Ich jedenfalls ging dann meines Wegs, um die Lehrer aufzufinden. In ihrem Haus fand ich nun meinen Direktor in der Hängematte dösend und Faulheit ausstrahlend. „Die anderen sind Basketball spielen.“ WHAMS! Schon wieder der „Niemand sagt dir nie nichts, was im Dorf abgeht“- Schlag ins Gesicht. (Wundert euch nicht über die Mehrfachverneinung… Irgendwas muss ich ja wohl aus dem Spanischen übernehmen, wenn schon nicht die Denkweise)
Ich also enttäuscht, dass es mir niemand von sich aus gesagt hat und erfreut, dass ich so (fast zu spät wie bereits mokiert) noch zu etwas Bewegung komme, zum Sportplatz der Secundaria flaniert. .

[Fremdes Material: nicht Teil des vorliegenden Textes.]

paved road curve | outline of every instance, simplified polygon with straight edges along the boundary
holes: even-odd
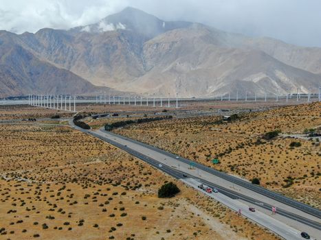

Dort spielte ich dann 3 mal 2:2 bis 7 und war vollkommen ausgelaugt. Aber ich vertrage auch nichts mehr. Auf jeden Fall spaßig, aber auch deprimierend, weil ich das erste Mal um einiges schlechter war, als (gleich mehrere) Mexikaner. Ach ja… Sie sahen übrigens keinerlei Problem darin meine Stunde zu verschieben und schienen mir auf dem Weg dorthin alles beiseite räumen zu wollen, was sie finden würden. Sehr angenehme Nebenwirkung von mexikanischer Ungeplantheit (in positiv: Spontaneität)…
Ich Dienstag also meine Stunden in der Prepa durchgeprügelt und dann hinüber zur Secundaria. Als mir mein Direktor das Schultor aufschloss, (dass immer abgeschlossen sein muss, damit die Schüler auch ja in der Schule essen… Wenn ihr mich fragt Schwachsinn…) sagte er beiläufig, dass der Direktor der Primaria nachgefragt habe, ob ich denn nicht immer Stunden in der Primaria geben wolle. Eigentlich schon, aber warum sollte ich dafür auf ihn zukommen. Ich finde, dass die Menschen, die etwas von mir wollen in diesem Dorf endlich auch mal auf mich zukommen können. Sie wissen doch alle wo ich wohne. Naja… wahrscheinlich ist das wieder nur eine dieser Beschwerden, die ich mir suche, nur um des Beschwerens willen. Wie auch immer… Was ich gerade sagte, ließ ich auch den Direktor wissen: Falls er mich sprechen mag, der andere Direktor, er wisse wo ich wohne.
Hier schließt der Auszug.